報道によると、中国警察当局は中朝国境にある町丹東市の同工作員幹部の自宅に踏み込み、同工作員らが購入した制裁対象となる電子製品の写真を提示し「中国の法律を違反した」と告げた後、同工作員を拘束し、2人の貿易関係者に対して「中国から36時間以内の退去」を要求した。これらの電子製品が武器製造に必要な部品だとみられる。
同工作員は丹東市に駐在する貿易関係者の党内生活を指導する目的で北朝鮮労働党に派遣された者とみられる。

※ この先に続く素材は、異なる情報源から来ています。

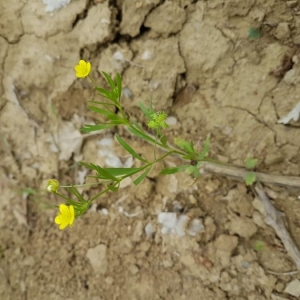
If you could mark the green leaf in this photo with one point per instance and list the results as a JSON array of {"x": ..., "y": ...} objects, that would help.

また「読売新聞」によると、「祖国の代表」や「総責任者」と呼ばれる同工作員幹部は国連が指定する制裁対象品目の密輸に関与してきた。中国警察当局は身柄を拘束と同時に、同工作員が持つ3000万元(約4億7300万円)の現金や金の延べ棒を押収した。
中国当局は国内に駐在する北朝鮮の貿易関係者や長期滞在者への監視を強化している。5月初め、当局は、30人以上の中国籍朝鮮族の住民を含む密輸や密売業者を逮捕した。業者らは頻繁に中朝国境で活動していたとみられる。
また中国商務部は14日、北朝鮮向けの輸出禁止品目を追加発表した。同部は公式ウェブサイトにおいて、「大量破壊兵器とその運搬手段に関連する技術や物質を朝鮮(北朝鮮)に輸出することを禁止する」との「第22号公告」を公表した。
追加禁止されたのは、化学兵器、生物兵器、核兵器や核ミサイルの製造に必要な技術設備(レーザー溶接機、プラズマ切断機など)、金属物質や鉱物(チタン合金、グラファイト、炭素グラファイト、塩化アルミニウムなど)が挙げられた。
韓国の北朝鮮問題専門家は、中国当局の行動は北朝鮮に対して核兵器の放棄を迫る一方で、中国当局に不満を持つ北朝鮮最高指導者、金正恩氏を従順にさせる狙いもあるとの認識を示した。